The seven are among a shortlist of 100 candidates competing for a one-way trip to the planet Mars, to establish the red planet’s first colony.
Nineteen-year-old Sare Teah, stand-up comedian Josh Richards and geoscientist Electra Navarone are among the Australian finalists for the Mars One project, which aims to begin settling the fourth planet from the sun from 2025.
Set up by Dutch entrepeuner Bad Lansdorp, the project claims to have received more than 200,000 application from ‘budding Martians’.
According to a statement released by the project organisers, the list will be whittled down to 50 men and 50 women. Groups of four will be sent to the planet every 26 months beginning in 2024.
Candidates will be chosen based on: “their understanding of the risks involved, team spirit and their motivation to be part of this life-changing expedition.”
Nobert Kraft, the project’s chief medical officer, said the next selection rounds would focus on building strong teams that could withstand the isolation of such an interplanetary settlement.
“Being one of the best individual candidates does not automatically make you the greatest team player, so I look forward to seeing how the candidates progress and work together in the upcoming challenges,” Kraft said.
Locations for the training facilities are currently being scouted, but independent researchers are sceptical about whether the project could sustain life on the red planet. Scientists have suggested that the feat would require “technologies that are more capable than the current state of the art.”
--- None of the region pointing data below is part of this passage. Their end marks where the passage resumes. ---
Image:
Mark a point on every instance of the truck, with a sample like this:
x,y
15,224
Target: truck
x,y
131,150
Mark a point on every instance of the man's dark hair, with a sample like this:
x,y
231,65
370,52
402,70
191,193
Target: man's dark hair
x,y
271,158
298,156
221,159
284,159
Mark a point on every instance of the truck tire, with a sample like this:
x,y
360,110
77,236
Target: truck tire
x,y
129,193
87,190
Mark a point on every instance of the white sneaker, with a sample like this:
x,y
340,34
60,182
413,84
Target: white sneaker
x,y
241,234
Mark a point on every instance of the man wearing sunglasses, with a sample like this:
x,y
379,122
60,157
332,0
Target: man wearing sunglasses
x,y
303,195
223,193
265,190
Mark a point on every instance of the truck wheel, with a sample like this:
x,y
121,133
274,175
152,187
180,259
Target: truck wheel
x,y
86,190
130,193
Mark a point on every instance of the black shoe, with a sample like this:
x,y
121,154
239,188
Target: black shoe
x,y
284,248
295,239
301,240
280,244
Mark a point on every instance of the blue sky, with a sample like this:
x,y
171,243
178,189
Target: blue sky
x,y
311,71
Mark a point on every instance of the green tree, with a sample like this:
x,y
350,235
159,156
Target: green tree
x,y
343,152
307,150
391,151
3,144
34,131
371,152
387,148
Mars One aims to grow crops inside the interplanetary colony, composed of space capsules and an inflatable habitat. The independent researchers say that might actually lead to a suffocating oversupply of oxygen that they predicted would cause the first astronaut to die after 68 days.
Finalists, including Dianne McGrath from Melbourne, remained unperturbed. “Whether people think it’s going to be Mars One, or Nasa, or some other program, we will go to Mars, it’s on the agenda for space exploration,” she said in a rceent interview.
“That’s part of the human spirit, to continue to explore. I’m just lucky to be part of that.”